The Pros and Cons of Self Identifying on Journal Reviews

When serving as a reviewer of a journal article I usually do not reveal my identity, but some people in my field choose to self identify on a regular basis. I’ve been reconsidering my stance on this and thought I’d share my list of pros and cons.

Pros of self-identifying:

  • Encourages the reviewer be more civil and respectful
  • Helps the name recognition of the reviewer, which might be good for early career scientists
  • Opens the possibility for collaboration if the author wants to follow up on a reviewer’s suggestion that is outside the scope of the study

Cons of self-identifying:

  • Possibility for quid pro quo, such as the author offering to give the reviewer a favorable review later for receiving a favorable second round review on the current manuscript
  • Possibility for retaliation, such as rejection of the reviewer’s future proposals

This is all I could come up with so far, so let me know if there are any more that I missed.

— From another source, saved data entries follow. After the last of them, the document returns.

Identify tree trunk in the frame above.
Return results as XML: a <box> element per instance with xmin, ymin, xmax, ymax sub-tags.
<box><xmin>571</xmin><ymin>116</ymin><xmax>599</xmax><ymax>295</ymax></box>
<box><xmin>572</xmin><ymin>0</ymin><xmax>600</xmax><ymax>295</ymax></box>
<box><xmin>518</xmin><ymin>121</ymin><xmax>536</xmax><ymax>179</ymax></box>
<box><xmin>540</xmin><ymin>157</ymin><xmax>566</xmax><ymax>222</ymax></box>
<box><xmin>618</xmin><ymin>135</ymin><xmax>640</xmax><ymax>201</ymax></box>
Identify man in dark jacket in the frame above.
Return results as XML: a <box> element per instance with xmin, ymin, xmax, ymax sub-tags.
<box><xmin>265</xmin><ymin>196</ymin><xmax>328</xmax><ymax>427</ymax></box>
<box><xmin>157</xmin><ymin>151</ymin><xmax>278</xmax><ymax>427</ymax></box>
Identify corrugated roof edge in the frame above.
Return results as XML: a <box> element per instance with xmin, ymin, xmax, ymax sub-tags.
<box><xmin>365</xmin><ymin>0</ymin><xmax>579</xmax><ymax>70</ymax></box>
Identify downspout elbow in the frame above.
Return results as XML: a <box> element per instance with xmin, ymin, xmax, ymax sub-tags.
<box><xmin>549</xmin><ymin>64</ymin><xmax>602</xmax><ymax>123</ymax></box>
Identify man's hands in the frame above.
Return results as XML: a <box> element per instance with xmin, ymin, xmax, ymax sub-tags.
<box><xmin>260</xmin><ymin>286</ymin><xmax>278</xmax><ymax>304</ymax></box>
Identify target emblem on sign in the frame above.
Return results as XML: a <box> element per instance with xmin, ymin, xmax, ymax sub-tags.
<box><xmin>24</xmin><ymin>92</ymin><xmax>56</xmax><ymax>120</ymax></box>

Even with this short list, I don’t think any of these scenarios are trivial. Personally, I think the pros outweigh the cons. Or maybe I should say that the con scenarios seem less likely, which suggests there shouldn’t be much concern about self identifying. On the other hand, sometimes rejections are necessary, and there’s no way to ensure that the author won’t take it personally.

So I think I will start self identifying as a reviewer, unless the paper is terrible and I can’t avoid a negative review.